Somehow, it always comes down to some version of the same insight: I have to do the opposite thing of what got me into this mess. It’s remarkable to me how this perennial insight evades recurring to me when I’m in the slump: that, since I chose to shut off my rational faculty, chose to make my own rules as if I could avoid consequences, I now need to call on the One whose rules actually govern the universe and submit myself to Him.

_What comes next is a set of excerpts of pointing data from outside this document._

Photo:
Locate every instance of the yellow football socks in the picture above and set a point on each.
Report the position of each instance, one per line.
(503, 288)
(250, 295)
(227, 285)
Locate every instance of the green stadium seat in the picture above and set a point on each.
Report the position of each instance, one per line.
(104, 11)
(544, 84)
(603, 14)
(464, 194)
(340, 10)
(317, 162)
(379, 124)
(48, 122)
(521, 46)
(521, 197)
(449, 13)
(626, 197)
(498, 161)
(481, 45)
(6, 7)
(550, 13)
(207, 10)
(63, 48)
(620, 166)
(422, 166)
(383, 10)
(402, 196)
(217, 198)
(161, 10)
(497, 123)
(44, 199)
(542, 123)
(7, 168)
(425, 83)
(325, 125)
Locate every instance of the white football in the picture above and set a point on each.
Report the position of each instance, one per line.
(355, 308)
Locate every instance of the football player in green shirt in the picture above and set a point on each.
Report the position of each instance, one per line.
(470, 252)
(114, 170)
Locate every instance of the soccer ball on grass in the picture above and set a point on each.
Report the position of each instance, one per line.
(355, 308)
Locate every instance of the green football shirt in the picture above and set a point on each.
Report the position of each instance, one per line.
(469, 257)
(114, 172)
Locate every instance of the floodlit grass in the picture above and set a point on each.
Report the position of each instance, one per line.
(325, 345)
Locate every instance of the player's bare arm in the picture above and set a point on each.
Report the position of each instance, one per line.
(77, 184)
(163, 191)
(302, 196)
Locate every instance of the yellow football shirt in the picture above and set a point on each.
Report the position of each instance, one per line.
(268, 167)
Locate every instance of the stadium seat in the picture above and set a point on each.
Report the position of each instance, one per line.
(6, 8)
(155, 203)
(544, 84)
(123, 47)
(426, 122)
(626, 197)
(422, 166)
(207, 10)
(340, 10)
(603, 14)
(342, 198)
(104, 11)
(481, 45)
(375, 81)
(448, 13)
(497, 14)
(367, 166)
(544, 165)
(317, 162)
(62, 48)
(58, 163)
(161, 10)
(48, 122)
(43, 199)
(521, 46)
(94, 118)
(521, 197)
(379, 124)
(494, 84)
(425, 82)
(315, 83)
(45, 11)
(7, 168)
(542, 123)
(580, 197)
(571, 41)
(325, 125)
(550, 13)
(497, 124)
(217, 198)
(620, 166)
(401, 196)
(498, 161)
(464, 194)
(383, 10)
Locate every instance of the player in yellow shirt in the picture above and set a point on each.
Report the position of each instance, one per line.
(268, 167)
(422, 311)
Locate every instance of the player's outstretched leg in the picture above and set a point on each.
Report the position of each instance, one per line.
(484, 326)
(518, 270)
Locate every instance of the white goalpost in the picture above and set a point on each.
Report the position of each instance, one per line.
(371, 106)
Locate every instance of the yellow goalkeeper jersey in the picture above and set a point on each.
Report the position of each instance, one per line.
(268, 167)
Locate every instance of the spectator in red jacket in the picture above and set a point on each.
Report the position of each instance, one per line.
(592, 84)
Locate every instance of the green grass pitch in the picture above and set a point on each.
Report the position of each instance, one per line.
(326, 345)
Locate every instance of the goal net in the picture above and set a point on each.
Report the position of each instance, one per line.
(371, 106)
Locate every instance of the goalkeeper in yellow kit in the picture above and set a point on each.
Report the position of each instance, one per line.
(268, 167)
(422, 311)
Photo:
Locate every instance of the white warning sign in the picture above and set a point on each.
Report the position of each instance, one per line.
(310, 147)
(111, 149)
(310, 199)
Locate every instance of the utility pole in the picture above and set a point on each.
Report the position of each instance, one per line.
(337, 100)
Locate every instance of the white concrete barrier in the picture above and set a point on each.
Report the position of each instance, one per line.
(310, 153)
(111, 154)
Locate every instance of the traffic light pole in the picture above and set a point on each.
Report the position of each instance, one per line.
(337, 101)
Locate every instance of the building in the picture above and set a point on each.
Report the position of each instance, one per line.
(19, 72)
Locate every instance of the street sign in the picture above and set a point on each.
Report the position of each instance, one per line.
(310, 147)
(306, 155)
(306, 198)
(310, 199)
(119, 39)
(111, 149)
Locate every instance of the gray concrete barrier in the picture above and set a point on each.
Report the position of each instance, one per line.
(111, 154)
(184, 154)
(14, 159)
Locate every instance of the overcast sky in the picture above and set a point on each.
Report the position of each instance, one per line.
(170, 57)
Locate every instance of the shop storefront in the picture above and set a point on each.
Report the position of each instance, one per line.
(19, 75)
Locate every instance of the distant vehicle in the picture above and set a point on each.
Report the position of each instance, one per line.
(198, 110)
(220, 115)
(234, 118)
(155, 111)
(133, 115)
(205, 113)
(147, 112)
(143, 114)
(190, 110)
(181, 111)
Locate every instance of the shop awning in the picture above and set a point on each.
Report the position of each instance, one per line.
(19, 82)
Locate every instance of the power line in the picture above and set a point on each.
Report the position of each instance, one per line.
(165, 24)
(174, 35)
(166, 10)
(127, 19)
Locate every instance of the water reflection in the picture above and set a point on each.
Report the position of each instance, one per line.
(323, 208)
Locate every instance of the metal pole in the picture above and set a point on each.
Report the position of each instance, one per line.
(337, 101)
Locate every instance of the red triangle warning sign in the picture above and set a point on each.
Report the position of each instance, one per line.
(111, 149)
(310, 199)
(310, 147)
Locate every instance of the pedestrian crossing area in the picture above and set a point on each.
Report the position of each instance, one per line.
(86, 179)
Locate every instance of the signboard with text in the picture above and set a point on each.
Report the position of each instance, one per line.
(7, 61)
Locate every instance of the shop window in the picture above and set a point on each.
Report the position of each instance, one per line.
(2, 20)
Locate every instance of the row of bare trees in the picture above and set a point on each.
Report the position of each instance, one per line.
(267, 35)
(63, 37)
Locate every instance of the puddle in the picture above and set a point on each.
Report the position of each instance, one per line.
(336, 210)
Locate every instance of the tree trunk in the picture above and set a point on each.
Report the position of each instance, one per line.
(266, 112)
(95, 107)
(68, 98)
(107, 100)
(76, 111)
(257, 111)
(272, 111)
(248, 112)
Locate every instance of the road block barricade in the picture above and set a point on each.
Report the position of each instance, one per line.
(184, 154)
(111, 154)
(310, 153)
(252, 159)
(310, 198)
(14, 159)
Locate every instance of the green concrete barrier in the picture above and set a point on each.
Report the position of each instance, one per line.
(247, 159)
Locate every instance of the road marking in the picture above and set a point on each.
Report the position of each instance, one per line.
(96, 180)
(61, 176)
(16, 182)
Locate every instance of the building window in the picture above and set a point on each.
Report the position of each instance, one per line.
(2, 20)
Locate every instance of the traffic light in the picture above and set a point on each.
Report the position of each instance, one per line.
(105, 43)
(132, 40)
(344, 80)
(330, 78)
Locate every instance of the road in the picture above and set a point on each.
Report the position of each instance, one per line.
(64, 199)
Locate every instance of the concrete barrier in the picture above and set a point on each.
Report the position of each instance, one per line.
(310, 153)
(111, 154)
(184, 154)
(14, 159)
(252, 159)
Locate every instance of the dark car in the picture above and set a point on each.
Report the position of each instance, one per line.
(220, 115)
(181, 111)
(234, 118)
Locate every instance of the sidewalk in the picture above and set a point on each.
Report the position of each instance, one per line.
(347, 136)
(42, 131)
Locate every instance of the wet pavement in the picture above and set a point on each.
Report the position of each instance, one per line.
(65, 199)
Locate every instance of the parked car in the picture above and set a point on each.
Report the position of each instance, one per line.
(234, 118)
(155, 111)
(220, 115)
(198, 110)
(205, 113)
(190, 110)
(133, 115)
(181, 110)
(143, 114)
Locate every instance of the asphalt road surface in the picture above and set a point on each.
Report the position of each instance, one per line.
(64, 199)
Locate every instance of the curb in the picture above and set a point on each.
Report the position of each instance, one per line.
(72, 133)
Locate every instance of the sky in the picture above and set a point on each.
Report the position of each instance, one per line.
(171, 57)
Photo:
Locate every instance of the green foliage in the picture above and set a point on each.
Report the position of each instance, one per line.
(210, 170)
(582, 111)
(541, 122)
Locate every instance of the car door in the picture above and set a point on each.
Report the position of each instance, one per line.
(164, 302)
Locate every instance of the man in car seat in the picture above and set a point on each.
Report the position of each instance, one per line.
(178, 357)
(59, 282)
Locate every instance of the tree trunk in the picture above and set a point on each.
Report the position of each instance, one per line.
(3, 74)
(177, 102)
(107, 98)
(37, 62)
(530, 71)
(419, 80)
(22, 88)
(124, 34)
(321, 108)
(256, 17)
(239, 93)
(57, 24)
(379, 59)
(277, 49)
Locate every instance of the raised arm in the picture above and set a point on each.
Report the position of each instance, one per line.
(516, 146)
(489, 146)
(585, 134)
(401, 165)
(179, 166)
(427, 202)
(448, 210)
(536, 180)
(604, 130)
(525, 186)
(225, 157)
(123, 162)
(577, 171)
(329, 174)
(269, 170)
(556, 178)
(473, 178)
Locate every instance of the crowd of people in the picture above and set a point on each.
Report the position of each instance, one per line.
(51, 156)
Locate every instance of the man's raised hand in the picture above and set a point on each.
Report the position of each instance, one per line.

And not just call on Him as in “Oh, right, this is where I ask that God person for help and He magically cleans up this mess. . . . Why isn’t this tactic working? Lord? Lord?” That first call isn’t really sincere, and doesn’t fix the problem. Its failure to work in the way I’d like makes me much more receptive to the realisation, a few days or weeks later, that all power is really and truly from the Lord, that His ways are far above mine, that I can do nothing – seriously, nothing – without Him. If I don’t realise this, I may begin to normalise and be moderately productive, but I keep tripping back into the rut, week after week, just when I thought that I had pulled myself out. (“What’s wrong with me that I can’t hold it together?”)
My resistance to the realisation comes, perhaps, because to some portion of my heart, this feels unfair. What, I have to humble myself before the Lord when all I did wrong was refuse to be useful? Other people seem to have no struggle working despite the fact that they’re stealing or are in active adultery; they don’t get paralysed and grind to a halt just for taking a little vacation from acknowledging the Lord.
That’s the mindset before the despair sets in. In retrospect, if not, ahem, at the time, I’m grateful for despair, because choosing humility takes off that heavy yoke of merit where it’s all up to me to crawl through the mud alone, and submits to the Lord’s yoke, where Wow, I didn’t know I could plow and sow such a big field with the Lord’s help! It is sobering to realise, but liberating to acknowledge, that on some level I really believe that I should get a free ride, that merely knowing all this truth is in itself having a spiritual life. Screebies. When I remember it’s the Lord’s truth, and when I choose to serve Him with it, my life becomes fruitful again.
We all get attacked in different ways, but we all get attacked. And we’re all given a chance to turn to the Lord or not as we choose. I hate getting caught in my personal pattern of paralysis and prevarication, but afterwards, with the blessed relief of finishing things and getting back to work, I’m really thankful that the Lord keeps giving me chances to choose His yoke. I still need to learn that my way is pretty miserable, but when I do let go of it and turn to the Lord, I get to experience how it is SO worth giving up.